Hoofdbestuur Nahdlatoel Oelama (HBNO), Jalan Bubutan VI/2 Surabaya, Jawa Timur. (Foto: Istimewa)

Surabaya, NU Online
Kunjungan Pengurus Besar Nahdlatul Ulama (PBNU) dan Pengurus Wilayah Nahdlatul Ulama (PWNU) se-Indonesia di kantor Hoofdbestuur Nahdlatoel Oelama (HBNO), Jalan Bubutan VI/2 Surabaya, Jawa Timur, memberikan sentuhan magis.


Pasalnya, gedung tersebut sarat akan sejarah NU, seperti Kongres Pertama Ansor Nahdlatoel Oelama (ANO/ kini Gerakan Pemuda Ansor) hingga perumusan Resolusi Jihad 22 Oktober 1945.


Ketua Umum Pengurus Besar Nahdlatul Ulama (PBNU) KH Yahya Cholil Staquf tak menampik bahwa energi spiritual yang memenuhi tempat perumusan pendirian NU itu sedemikian kuat. Karenanya, ia berharap energi itu dapat mengilhami seluruh jajaran pengurus.


"Semoga kehadiran kita di tempat ini sungguh bisa mengilhami dan merasuki kita," katanya saat memberikan sambutan di gedung tersebut pada Kamis (17/2/2022).

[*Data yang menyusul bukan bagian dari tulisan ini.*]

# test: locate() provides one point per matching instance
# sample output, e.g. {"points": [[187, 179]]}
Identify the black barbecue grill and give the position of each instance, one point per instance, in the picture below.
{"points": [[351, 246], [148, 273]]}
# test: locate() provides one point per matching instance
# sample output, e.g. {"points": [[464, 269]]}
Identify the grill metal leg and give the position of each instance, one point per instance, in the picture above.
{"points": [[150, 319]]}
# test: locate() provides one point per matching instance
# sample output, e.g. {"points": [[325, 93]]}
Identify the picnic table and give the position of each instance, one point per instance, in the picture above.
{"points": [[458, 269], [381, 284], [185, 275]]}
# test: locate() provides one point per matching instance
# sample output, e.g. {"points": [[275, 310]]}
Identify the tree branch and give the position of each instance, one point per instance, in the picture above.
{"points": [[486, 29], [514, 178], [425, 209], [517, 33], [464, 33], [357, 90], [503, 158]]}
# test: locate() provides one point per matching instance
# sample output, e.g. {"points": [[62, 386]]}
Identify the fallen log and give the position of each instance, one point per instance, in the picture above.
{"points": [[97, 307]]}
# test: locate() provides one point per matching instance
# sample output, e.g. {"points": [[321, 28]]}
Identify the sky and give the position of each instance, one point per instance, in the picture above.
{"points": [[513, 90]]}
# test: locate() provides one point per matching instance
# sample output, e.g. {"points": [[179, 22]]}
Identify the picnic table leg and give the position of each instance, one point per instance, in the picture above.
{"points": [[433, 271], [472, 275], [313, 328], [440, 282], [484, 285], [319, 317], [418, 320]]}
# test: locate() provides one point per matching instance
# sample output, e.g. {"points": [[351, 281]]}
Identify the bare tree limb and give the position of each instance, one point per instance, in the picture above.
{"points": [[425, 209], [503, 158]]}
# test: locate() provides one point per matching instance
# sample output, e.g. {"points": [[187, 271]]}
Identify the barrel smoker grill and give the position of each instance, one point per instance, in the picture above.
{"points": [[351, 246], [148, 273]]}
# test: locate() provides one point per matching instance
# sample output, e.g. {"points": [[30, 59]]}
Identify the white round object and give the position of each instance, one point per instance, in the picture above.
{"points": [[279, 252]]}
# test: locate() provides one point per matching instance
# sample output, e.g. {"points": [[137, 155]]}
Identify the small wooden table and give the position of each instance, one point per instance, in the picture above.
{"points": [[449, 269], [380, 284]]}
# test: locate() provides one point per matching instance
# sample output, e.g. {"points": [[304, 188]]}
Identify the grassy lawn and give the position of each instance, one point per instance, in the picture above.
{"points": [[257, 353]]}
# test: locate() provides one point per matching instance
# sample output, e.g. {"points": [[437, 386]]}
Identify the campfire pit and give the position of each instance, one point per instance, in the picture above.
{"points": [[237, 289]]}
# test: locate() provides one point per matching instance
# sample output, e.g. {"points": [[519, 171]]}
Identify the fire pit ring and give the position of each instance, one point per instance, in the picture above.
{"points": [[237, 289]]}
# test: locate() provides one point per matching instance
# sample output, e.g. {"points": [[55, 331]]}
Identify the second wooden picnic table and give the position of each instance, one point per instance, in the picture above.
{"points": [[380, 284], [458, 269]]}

"Kita semua kerasukan energi spiritual yang ditemukan di tempat ini untuk terus mewarnai NU dalam kedudukan dan keadaan apapun juga terus berkhidmah selama hayat dikandung badan," lanjutnya.


Gus Yahya, sapaan akrabnya, mengatakan, para pendiri NU tidak punya kemewahan posisi politik dan modal keuangan yang melimpah. Menurutnya, para pendiri hanya mengandalkan kesetiaan agama.


"Modal itu terbukti mengantarkan kita semua sampai pada capaian besar hingga titik hari ini, 99 tahun kemudian," ujarnya.


Oleh karena itu, apabila berpikir, bermimpi tentang masa depan yang lebih baik, kecanggihan Saifullah Yusuf tidak ada artinya, kekayaan Haji Mardani tidak ada harganya. "Hatta (sampai) kedudukan politik yang ditempati KH Ma'ruf Amin dan lainnya saat ini tidak ada gunanya apabila modal yang diandalkan pendiri tidak dipegang secara teguh bersama-sama," tegasnya.


"Keikhlasan niat, kecintaan kepada agama, kesetiaan kepada sanad ilmu kita," tambah Gus Yahya menyebut modal pendiri NU.


Ia menegaskan juga bahwa tidak ada artinya jika benih yang dulu ditanam para pendiri NU telah tumbuh menjadi pohon rindang dengan buah-buahan begitu banyak dinikmati manis oleh banyak orang tidak terus dipelihara.


"Tidak boleh hanya sibuk memanennya, kita harus memelihara kesentosaan itu. Kita harus menanam bibit pohon yang sama sebanyak-banyaknya," pungkasnya.